The Pew Research Center published the results of a survey of advanced countries which found views of China have become far less favorable thanks to the coronavirus pandemic. In fact, for many of the countries surveyed including the Unites States, the unfavorable view of China is the highest ever recorded:
Views of China have grown more negative in recent years across many advanced economies, and unfavorable opinion has soared over the past year, a new 14-country Pew Research Center survey shows. Today, a majority in each of the surveyed countries has an unfavorable opinion of China. And in Australia, the United Kingdom, Germany, the Netherlands, Sweden, the United States, South Korea, Spain and Canada, negative views have reached their highest points since the Center began polling on this topic more than a decade ago.

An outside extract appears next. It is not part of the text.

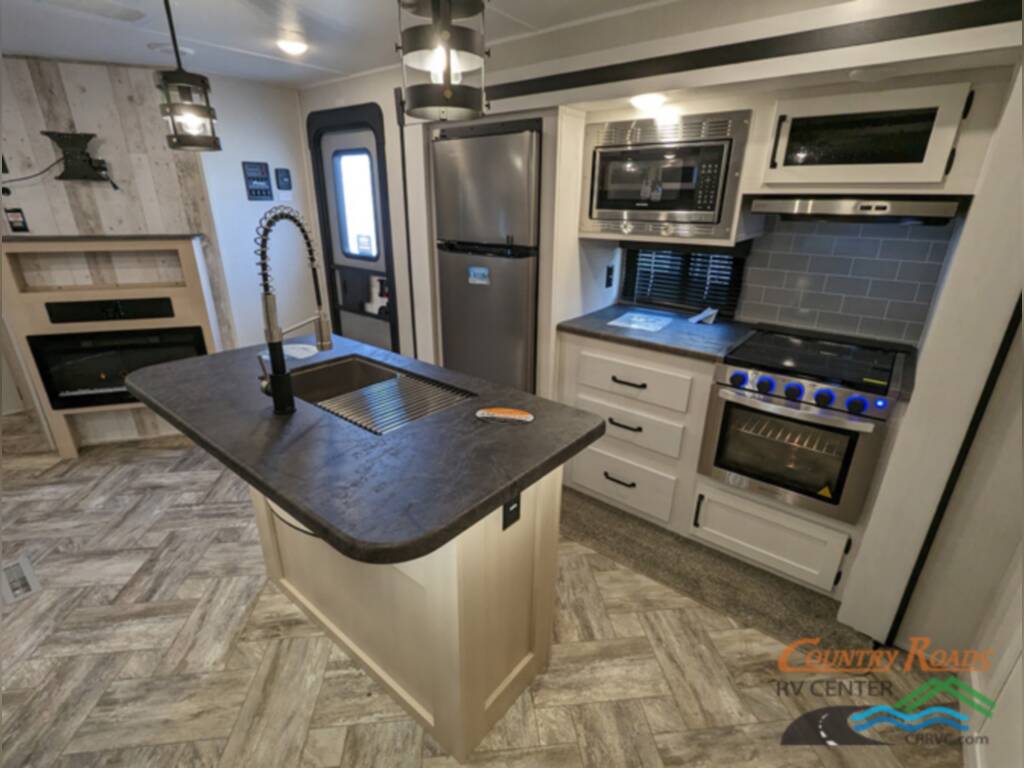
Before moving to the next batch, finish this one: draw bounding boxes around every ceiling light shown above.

Negative views of China increased most in Australia, where 81% now say see the country unfavorably, up 24 percentage points since last year. In the UK, around three-quarters now see the country in a negative light – up 19 points. And, in the U.S., negative views of China have increased nearly 20 percentage points since President Donald Trump took office, rising 13 points since just last year.
This chart really sums up the trend, though a couple of nations included in the most recent survey aren’t included:
You may recall that after the initial outbreak in China there was a concerted effort by the Chinese to portray themselves as a hero in the fight against the coronavirus. That apparently hasn’t worked at all, not even in nations like Italy where China sent help and supplies.
The same respondents who had negative views of China also felt similarly of President Xi Jinping:
Across the 14 countries surveyed, a median of 78% say they have no confidence in Chinese President Xi to do the right thing when it comes to international affairs, with at least seven-in-ten in every country saying they lack confidence in Xi. Only a median of 19% express any trust.
Pew connects all of this negativity to the coronavirus which is obviously the main driver but I wonder to what degree China’s takeover of Hong Kong and additional information about its re-education camps in Xinjiang also play a role here. There are lots of good reasons not to like China right now.
The bad news from a U.S. perspective is that while about 60% of respondents to the poll felt China did a bad job handling the coronavirus, the numbers were even worse for the United States, with 84% saying the U.S. did a bad job. And similarly, views of President Trump were even less favorable than views of President Xi in many countries. In most of the countries surveyed both China and the U.S. had favorability below 50%. Still, the U.S. is still viewed more favorably than China in most places:
Finally, it’s worth noting that the nations surveyed don’t necessarily view the U.S. more favorably than China simply because of our strong economy. In fact, Pew found that European nations said China’s economy was stronger than the U.S. economy:
In every European country surveyed, a plurality or majority say China is the top economy in the world. Only in South Korea, Japan and the U.S. itself do more people name the U.S. Across Europe, these ratings are largely unchanged since 2019 despite the major changes in the global economy brought on by the coronavirus pandemic. Western Europeans have generally considered China’s economy to be the strongest worldwide in recent years, even while people in Central and Eastern Europe, Latin America, Africa and the Middle East – none of which were surveyed this year – have often named the U.S.
So Europeans generally view the U.S. slightly more favorably than China despite believing our Coronavirus response was worse and despite many of them believing China has the stronger economy. But in some cases (Germany, Belgium) the difference is pretty slight.